The Personal Librarian
- Cover of The Personal Librarian
- Author: Marie Benedict and Victoria Christopher Murray
- Language: English
- Genre: Historical fiction
- Publisher: Berkeley Books
- Publication date: June 29, 2021
- Media type: Print (hardcover, paperback), audiobook
- Pages: 352
- ISBN: 978-0593101537 Hardcover edition

= The Personal Librarian =

2021 historical fiction novel

The Personal Librarian tells of the lifework of Belle da Costa Greene, the personal librarian to J. P. Morgan, as well as the first director of the Morgan Library & Museum. The book, co-written by Marie Benedict and Victoria Christopher Murray, was published June 2021 by Berkley Books.

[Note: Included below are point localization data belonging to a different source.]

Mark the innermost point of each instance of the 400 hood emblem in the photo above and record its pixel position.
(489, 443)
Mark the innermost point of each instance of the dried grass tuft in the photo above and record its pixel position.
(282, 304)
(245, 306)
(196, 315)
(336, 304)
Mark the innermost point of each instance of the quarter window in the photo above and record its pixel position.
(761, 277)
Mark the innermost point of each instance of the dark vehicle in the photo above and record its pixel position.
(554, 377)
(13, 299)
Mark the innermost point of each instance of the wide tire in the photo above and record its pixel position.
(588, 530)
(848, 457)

The novel follows Belle da Costa Greene as she receives employment from J. P. Morgan and establishes herself in high society while disguising her true identity as a person of color in the early twentieth century. In her time working for J. P. Morgan, she became hugely successful as she purchased rare manuscripts to build Morgan's collection. The novel also speaks to Belle's personal life as she struggles with her identity and the historical context in which she lives.

== Background ==
Co-author Marie Benedict learned about Belle da Costa Greene while she was still working as a lawyer. While she was visiting New York’s Morgan Library, a docent shared information with her about da Costa Greene, starting Benedict's fascination with the historical figure. Although Benedict was interested in writing about da Costa Greene for decades, she didn't feel comfortable with the endeavor "it did not feel right or appropriate for her to try and tell the story of a Black woman without a Black woman."

Benedict read a work by co-author Victoria Christopher Murray and immediately wanted to try writing da Costa Greene's story with her. Murray, a Black woman, was able to add personal information to the story given that her grandmother, who had lived in a similar time period as da Costa Greene, had also been able to pass as white. Speaking of their partnership, Murray told The Washington Post, "I do not believe that a Black woman could have done justice to Belle, just as I believe a White woman couldn’t have done her justice either. We had to find a way to blend these two lives together for her and that’s what I think we did."

Benedict and Murray finished the first draft of the novel and submitted it to their editor as the COVID-19 pandemic began, altering the expected publication process.

== Reception ==
The Personal Librarian was a top book club pick in November 2021, March 2022, and April 2022.

In 2021, the book was named a "Favorites of Favorites" by Library Reads, as well as one of Booklist's top ten historical fiction novels. It was also nominated for the Goodreads Choice Award for Historical Fiction.

The book received starred reviews from Booklist and Library Journal, as well as positive reviews from news outlets.

In her starred review for Booklist, Donna Seaman wrote, "Every element of this blockbuster historical novel is compelling and revelatory, beginning with the bedazzling protagonist based with awestruck care on Belle da Costa Greene." Pamela O'Sullivan's starred review for Library Journal stated, "This fictional account of Greene’s life feels authentic; the authors bring to life not only Belle but all those around her. An excellent piece of historical fiction that many readers will find hard to put down."

Publishers Weekly reviewed the book positively, noting that "Benedict and Murray do a great job capturing Belle’s passion and tenacity as she carves a place for herself in a racist male-dominated society."

Writing for The Christian Science Monitor, Heather McAlpin noted that Benedict and Murray's "teamwork has yielded an engrossing, well-researched read, which the authors assure us is anchored in 'the available facts,'" though "[l]iberties have, of course, been taken."

Contrary to popular opinion, Kirkus Reviews proffered The Personal Librarian a mixed review, stating, "Though instructive about both the Morgan collection and racial injustice, the book is exposition-laden and its dialogue is stilted—the characters, particularly Belle, tend to declaim rather than discuss." They further criticized the way the authors filled-in aspects of Belle's life given the lack of historical records regarding many personal details included in the book.